The role of cMET in satellite cells during muscle regeneration
Webster, Micah Taube   
Carnegie Institution of Washington, D.C., Washington, DC, United States

Rhabdomyosarcoma (RMS) is the most common soft tissue sarcoma that occurs in children. Current treatment protocols for RMS combine surgery, chemotherapy, and radiation, yet fail to cure 30% of RMS cases. Though heterogeneous in clinical phenotype, all RMS are thought to arise from skeletal muscle precursor cells. The proto-oncogene, c-Met, is deregulated in at least two types of RMS, embryonal and the more aggressive alveolar, and has been identified as a potential target for treating RMS. c-Met encodes a receptor tyrosine kinase. Activation by its ligand, Hepatocyte Growth Factor (HGF), triggers multiple signaling cascades that modulate cell survival, proliferation, and migration of various cultured cell types. In vivo, the HGF/c-MET axis mediates efficient adult liver and skin regeneration in response to injury. Furthermore, this axis is indispensible for the migration and proliferation of appendicular muscle progenitors during embryogenesis. Based on these findings, c-Met likely plays a role in adult muscle stem cells, i.e. satellite cells (SCs), during injury induced skeletal muscle regeneration. In uninjured muscle, quiescent SCs express c-Met. Upon muscle injury, SCs activate to proliferate and become myoblasts (muscle precursor cells) that accumulate at sites of injury where they fuse to form new muscle fibers. c-Met and Hgf are up-regulated in the muscle during this period, suggesting an involvement of these genes in myoregeneration. Preliminary data show that conditionally inactivated c-Met in adult mouse SCs disrupts injury induced muscle regeneration. Consistent with a role for c-MET in SC migration, c-Met mutant SCs do not accumulate at a defined muscle injury site. These preliminary data indicate that c-MET signaling enables SC migration and potentially other aspects of the SC response to muscle injury.
Aim 1) Because c-MET elicits multiple signaling cascades, the parameters of the c-Met mutant SC phenotype will be defined.
Aim 2) The extent of normal SC migration and the role that c- MET and HGF play in directing SCs to an injury site will be determined.
Aim 3) Branches of c-MET signaling important for SC migration and proliferation will be identified and further tested for ability to enhance SC migration and muscle regeneration. Finally, clonal analysis will be used to assess the functional significance of specific branches of c-MET signaling in SCs, potentially leading to a new model of c-MET induced tumorigenesis. The relative contributions of local SC proliferation versus recruitment of migratory SCs to muscle regeneration have long been debated.
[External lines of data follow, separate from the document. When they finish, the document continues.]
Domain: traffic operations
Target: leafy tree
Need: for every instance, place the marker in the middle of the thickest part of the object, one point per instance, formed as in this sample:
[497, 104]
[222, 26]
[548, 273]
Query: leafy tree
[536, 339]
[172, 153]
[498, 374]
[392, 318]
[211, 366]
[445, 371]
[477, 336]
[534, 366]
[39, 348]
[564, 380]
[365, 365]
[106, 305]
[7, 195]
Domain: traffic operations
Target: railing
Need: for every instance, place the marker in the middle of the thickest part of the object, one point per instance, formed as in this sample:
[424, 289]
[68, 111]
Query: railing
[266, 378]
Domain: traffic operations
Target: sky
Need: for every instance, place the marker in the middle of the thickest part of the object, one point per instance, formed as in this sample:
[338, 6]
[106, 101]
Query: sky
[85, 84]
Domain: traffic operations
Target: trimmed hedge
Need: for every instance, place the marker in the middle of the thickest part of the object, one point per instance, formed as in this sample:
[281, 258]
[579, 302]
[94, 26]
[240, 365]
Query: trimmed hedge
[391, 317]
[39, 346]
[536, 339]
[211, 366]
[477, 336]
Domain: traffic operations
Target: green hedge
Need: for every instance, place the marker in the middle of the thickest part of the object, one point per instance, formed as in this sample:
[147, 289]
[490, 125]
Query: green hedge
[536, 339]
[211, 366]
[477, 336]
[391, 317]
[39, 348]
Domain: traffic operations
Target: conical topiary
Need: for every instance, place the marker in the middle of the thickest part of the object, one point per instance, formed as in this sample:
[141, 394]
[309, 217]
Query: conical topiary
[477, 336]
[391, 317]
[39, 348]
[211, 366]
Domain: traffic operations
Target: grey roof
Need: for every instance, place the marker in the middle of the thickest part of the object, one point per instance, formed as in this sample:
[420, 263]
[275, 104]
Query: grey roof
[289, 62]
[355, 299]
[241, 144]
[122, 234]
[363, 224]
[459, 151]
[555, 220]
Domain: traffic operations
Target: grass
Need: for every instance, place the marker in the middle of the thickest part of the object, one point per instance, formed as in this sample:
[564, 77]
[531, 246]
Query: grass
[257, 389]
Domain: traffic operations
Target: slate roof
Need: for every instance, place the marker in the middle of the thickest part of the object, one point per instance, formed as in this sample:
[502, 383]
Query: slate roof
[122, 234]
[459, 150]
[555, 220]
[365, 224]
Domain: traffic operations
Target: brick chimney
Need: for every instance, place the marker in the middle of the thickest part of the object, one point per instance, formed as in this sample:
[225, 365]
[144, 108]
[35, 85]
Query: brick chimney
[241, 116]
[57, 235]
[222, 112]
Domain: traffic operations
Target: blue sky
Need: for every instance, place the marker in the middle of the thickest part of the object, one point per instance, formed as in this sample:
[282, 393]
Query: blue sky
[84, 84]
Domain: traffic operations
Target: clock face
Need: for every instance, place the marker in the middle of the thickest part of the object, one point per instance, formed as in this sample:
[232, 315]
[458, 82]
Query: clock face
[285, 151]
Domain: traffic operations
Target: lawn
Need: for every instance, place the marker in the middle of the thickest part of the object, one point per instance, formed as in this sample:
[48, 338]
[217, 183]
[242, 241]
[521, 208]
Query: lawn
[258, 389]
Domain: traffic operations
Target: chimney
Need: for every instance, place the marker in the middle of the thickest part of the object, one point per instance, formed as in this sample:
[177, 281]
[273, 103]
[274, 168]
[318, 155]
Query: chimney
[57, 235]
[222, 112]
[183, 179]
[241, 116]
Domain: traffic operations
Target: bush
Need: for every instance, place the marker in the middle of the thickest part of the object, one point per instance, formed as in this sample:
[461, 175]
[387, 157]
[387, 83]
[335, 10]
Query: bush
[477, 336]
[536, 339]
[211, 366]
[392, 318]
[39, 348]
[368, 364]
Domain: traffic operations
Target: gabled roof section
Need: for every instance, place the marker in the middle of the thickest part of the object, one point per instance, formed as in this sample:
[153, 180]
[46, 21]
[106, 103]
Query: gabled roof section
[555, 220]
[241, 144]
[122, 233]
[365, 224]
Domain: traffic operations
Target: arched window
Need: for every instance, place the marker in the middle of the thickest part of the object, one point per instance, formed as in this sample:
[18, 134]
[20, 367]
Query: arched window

Moreover, the molecular signals that guide SC to injury sites has not been resolved. Studying the HGF/c-MET axis in SCs will inform these clinically relevant issues. Identifying c-MET effectors in adult muscle precursors is crucial not only for understanding muscle stem cell biology, but also for understanding general principles of stem cell mediated regeneration, and for developing therapies for RMS that exploit c-MET signaling pathways. As deregulation of c-MET signaling is implicated in myriad tumors, this research may be relevant to multiple cancers.

Public Health Relevance

c-Met, a proto-oncogene required for muscle precursor cell migration during development and cancer progression, is expressed in adult muscle stem cells though its function is currently unknown. The goals of this research include 1) identifying c-MET's role in mouse muscle stem cells during muscle regeneration 2) characterizing c-MET's effect on mouse muscle stem cell migration and 3) determining how c-MET enables the invasive behavior of mouse muscle stem cells during muscle regeneration. Findings from this research will be germane to various cancer studies, including Rhabdomyosarcoma that is derived from muscle precursor cells in which c-MET signaling is commonly deregulated.